A novel biocatalytic pathway has been developed that transforms aldehydes directly into amides – crucial components for numerous drug compounds. This innovative method, utilizing oxygen from the atmosphere and water as the solvent, has been employed to redesign synthetic routes for five drug molecules, showcasing its potential to provide a more sustainable, eco-friendly, and efficient solution for drug synthesis.
Amide bonds are prevalent in pharmaceuticals due to their chemical stability, ease of formation, and biocompatibility. They play a significant role in regulating characteristics such as solubility, shape, and a molecule’s interactions with proteins in the human body. While an amide bond by itself does not classify a compound as a drug, it frequently serves as a vital structural feature balancing a molecule’s stability with its biological activity.
Typically, amide bonds are created through chemical synthesis by linking carboxylic acids – which can be sourced from aldehydes or alcohols – with amines. However, this process necessitates high-activation-state precursors from acids, protective group strategies, toxic coupling reagents, transition metal catalysts, and considerable quantities of organic solvents, leading to waste generation and increased energy consumption. In recent years, more eco-friendly, enzymatic approaches using ATP-dependent ligases have been developed; however, these methods still rely on carboxylic acid precursors.
Now, Xiaoguang Lei and his team at Peking University, China, have created an innovative biocatalytic and ‘low activation’ pathway that entirely circumvents the need for carboxylic acids, directly synthesizing amide bonds from aldehydes or, via a two-step process, from alcohols.
‘We began by investigating whether we could persuade an enzyme that typically converts aldehydes into carboxylic acids to take on a different task,’ explains Lei. ‘In its standard reaction, this enzyme, aldehyde dehydrogenase, temporarily produces a highly reactive intermediate. We sought to determine if we could modify the enzyme so that instead of reacting with water to generate an acid, the intermediate would interact with an amine to yield an amide.’
To achieve this, the group employed protein engineering methods to reform the active site of aldehyde dehydrogenase, creating enzymes they named oxidative amidases. When reacting with an aldehyde, the active site facilitated the entry of an amine to engage with the intermediate rather than water, enabling direct amide production. When starting from alcohols, an initial enzyme converted the alcohol to an aldehyde before following the same pathway.
Lei notes that the primary challenge lay in preventing water from reacting with the intermediate within the enzyme while promoting an amine to outcompete water and effectively ‘hijack’ the intermediate. To address this, the team adjusted the pH to approximately 10, ensuring the amine remained nucleophilic enough. Additionally, hydrophilic residues in the native enzyme were replaced with water-repelling ones.
‘Achieving this necessitated meticulous structural analysis and precise redesign of the enzyme’s active site to manipulate both spatial arrangement and chemical environment,’ states Lei. ‘One unexpected outcome was the minimal changes required to completely redirect the enzyme’s chemistry.
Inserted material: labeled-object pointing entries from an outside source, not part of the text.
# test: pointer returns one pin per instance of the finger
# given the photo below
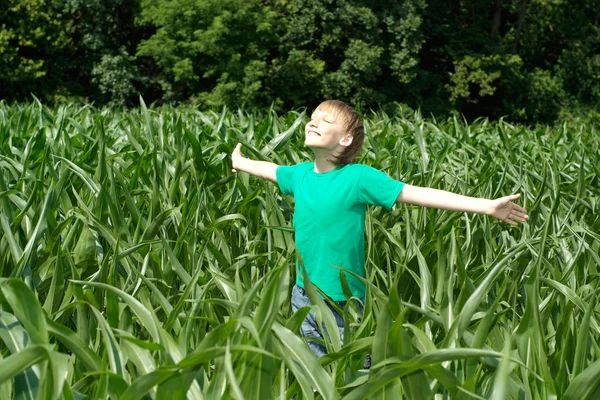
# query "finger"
(511, 222)
(516, 207)
(519, 214)
(517, 218)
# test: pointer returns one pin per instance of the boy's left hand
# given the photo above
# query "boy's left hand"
(505, 210)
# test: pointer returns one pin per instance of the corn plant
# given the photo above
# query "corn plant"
(135, 265)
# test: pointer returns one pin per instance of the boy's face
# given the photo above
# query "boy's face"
(326, 131)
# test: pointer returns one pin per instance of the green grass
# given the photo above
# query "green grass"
(135, 265)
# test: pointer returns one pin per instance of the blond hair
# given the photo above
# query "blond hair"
(352, 124)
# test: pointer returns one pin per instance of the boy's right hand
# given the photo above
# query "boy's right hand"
(236, 157)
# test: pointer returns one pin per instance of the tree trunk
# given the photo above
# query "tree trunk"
(496, 19)
(520, 23)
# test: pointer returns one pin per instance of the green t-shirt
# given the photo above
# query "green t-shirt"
(329, 220)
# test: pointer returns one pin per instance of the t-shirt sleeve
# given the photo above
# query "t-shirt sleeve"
(377, 188)
(285, 178)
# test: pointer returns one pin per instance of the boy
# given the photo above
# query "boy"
(331, 195)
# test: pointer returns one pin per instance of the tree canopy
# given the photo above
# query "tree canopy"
(525, 60)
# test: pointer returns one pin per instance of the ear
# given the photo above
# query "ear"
(346, 140)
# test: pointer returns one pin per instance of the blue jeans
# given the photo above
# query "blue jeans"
(310, 329)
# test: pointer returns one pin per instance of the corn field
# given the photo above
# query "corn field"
(135, 265)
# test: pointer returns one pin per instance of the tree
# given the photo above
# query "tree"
(216, 51)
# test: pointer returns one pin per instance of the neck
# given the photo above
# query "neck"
(323, 163)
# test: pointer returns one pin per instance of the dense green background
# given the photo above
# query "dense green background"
(135, 262)
(531, 61)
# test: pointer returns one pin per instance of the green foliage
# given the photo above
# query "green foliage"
(134, 264)
(115, 76)
(525, 61)
(216, 51)
(34, 37)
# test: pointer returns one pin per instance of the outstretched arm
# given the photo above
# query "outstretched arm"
(501, 208)
(260, 169)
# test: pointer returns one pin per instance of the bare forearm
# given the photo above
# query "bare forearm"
(435, 198)
(260, 169)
Only four targeted mutations were sufficient to transition the primary product from an acid to an amide.’
Findings indicated that this system was effective across various aldehydes and amines, including those pertinent to pharmaceuticals. As a proof-of-concept, the researchers showcased that the oxidative amidases could facilitate the production of five key pharmaceuticals, including drugs intended for treating anemia and leukemia.
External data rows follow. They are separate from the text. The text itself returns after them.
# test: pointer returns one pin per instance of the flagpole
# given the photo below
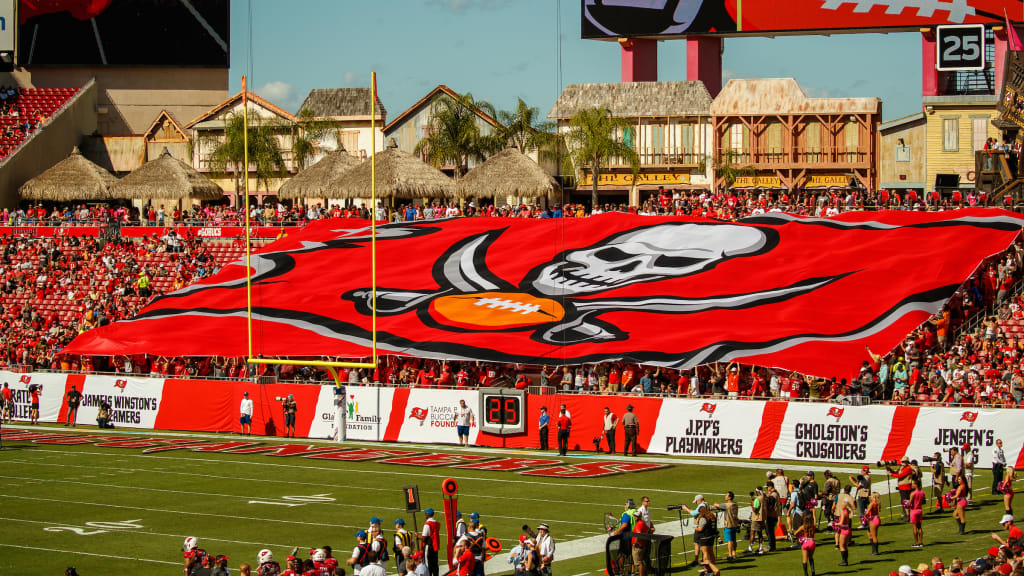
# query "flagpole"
(373, 210)
(245, 161)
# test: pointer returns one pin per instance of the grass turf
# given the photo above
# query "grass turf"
(118, 510)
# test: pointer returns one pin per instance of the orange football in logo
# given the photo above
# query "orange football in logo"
(496, 310)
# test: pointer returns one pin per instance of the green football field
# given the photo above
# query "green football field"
(119, 510)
‘The remarkable enzyme engineering accomplished by Lei and colleagues introduces a new biocatalytic pathway to amides, initiated from amine and aldehyde precursors,’ comments Jason Mickelfield, who researches biocatalysis at Imperial College, London. ‘Any innovative biocatalytic alternative is important, and I am eager to determine whether this method demonstrates the same versatility as previous ATP-dependent ligase strategies.’
‘Our long-term aspiration is that this chemistry will enable chemists to devise drug synthesis pathways in entirely new manners, utilizing simpler and more readily accessible building blocks like alcohols,’ says Lei. ‘We are currently focused on broadening the spectrum of enzymes and substrates, enhancing efficiency, and investigating how this approach can be applied to pharmaceutical manufacturing on an industrial scale.’